Recent advances have introduced a promising approach to utilizing signaling pathways linked to inflammation and metabolism as cancer biomarkers. These biomarkers extend beyond the traditionally characterized pathways associated with metabolic dysfunction or inflammatory processes. By focusing on emerging elements that influence proliferation, inflammation, and metabolism, it is becoming possible to identify key factors driving the cancer phenotype. Among these elements, AMPK and leptin serve as regulators of metabolism, while NOD2/RIPK2 and TAK1 are integral to inflammatory responses. Lactate and pyruvate transporters, collectively known as monocarboxylate transporters (MCTs), are linked to mitochondrial biogenesis and metabolic activity. Additionally, RASSF1A plays a versatile role, influencing proliferation, cell death, cell cycle regulation, inflammation, and epigenetic modifications.

This review introduces the concept of “ImmunoMET Oncogenesis,” a tripartite framework encompassing proliferation, inflammation, and metabolism as fundamental drivers of carcinogenesis. The term highlights the need to integrate an understanding of these interconnected pathways to fully elucidate the dynamics of cancer progression. Proliferation, as a hallmark of malignant transformation, involves dysregulated cellular growth mechanisms. Inflammation contributes through chronic immune activation and tissue disruption, while metabolic alterations fuel the energy demands of rapidly growing cancer cells. Together, these factors interact with classical drivers of malignancy, ultimately shaping the cancerous state.
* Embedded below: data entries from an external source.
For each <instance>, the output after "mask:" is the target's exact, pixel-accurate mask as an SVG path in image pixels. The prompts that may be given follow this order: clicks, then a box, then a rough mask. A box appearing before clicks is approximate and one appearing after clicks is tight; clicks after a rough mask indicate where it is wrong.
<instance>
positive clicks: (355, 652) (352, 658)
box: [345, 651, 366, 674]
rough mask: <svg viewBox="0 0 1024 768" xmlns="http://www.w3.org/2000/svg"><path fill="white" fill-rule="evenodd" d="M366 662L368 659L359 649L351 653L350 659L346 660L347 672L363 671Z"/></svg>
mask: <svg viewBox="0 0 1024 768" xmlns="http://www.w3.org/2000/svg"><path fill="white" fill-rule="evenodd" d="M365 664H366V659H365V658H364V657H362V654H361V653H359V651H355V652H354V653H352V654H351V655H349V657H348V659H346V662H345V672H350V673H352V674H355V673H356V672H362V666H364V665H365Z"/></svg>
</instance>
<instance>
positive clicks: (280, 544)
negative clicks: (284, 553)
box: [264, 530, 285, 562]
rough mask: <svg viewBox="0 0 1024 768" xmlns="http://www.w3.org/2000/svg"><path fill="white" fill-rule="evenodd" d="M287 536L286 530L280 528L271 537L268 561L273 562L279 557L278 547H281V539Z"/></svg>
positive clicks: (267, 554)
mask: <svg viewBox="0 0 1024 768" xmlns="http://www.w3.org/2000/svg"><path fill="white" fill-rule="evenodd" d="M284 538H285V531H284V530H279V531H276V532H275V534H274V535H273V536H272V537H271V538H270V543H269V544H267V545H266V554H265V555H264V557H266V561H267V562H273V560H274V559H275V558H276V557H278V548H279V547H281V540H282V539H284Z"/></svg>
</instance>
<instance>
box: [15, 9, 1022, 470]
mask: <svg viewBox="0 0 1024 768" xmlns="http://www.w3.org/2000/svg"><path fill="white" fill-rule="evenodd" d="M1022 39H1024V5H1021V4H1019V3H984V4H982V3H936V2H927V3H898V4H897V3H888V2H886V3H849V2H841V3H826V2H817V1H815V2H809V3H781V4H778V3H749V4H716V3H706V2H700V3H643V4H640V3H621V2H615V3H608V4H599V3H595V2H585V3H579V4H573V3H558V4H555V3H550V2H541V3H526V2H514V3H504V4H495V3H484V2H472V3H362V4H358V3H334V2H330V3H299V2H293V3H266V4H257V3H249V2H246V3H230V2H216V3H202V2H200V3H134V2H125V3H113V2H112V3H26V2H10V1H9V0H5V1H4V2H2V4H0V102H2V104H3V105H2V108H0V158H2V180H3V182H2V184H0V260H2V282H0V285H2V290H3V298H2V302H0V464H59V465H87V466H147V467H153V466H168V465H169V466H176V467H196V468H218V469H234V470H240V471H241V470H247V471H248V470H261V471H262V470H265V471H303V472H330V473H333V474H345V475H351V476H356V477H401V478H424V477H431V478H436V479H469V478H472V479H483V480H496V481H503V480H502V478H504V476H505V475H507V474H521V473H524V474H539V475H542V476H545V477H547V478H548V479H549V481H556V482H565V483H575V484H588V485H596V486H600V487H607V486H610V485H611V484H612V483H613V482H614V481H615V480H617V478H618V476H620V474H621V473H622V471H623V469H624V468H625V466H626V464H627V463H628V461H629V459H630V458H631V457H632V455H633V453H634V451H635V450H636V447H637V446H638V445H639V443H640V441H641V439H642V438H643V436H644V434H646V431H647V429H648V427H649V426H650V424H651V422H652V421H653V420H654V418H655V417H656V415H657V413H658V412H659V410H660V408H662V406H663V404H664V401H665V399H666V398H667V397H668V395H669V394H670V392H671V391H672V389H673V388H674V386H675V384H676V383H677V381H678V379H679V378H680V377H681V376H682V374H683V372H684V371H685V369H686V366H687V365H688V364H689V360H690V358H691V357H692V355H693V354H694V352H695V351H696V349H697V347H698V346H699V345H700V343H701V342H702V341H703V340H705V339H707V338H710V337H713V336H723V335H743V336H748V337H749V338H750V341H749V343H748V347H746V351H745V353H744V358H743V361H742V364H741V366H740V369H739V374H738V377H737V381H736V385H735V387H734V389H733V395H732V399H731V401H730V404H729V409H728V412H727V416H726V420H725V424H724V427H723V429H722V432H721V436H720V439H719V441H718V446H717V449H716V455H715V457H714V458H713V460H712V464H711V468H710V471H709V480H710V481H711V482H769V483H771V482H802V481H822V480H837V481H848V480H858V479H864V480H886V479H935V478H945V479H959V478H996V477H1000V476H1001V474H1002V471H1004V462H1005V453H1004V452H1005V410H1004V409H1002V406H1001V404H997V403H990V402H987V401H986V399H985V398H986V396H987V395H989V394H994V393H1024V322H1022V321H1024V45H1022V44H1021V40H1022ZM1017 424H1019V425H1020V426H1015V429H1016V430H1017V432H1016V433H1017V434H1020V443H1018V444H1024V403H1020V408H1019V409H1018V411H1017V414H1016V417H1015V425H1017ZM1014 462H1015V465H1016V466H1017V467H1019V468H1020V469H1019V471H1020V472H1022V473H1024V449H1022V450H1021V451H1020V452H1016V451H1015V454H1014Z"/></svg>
The proposed ImmunoMET Oncogenesis framework emphasizes that a comprehensive understanding of cancer requires dissecting how these signaling pathways are altered and how their disruptions influence disease progression. VB124 This integrated perspective provides a basis for identifying novel therapeutic targets and strategies, enhancing our ability to mitigate the impacts of proliferation, inflammation, and metabolic abnormalities in driving cancer. By recognizing the intricate interplay of these processes, ImmunoMET Oncogenesis sets the stage for advancing both our theoretical understanding and clinical approach to combating malignancy.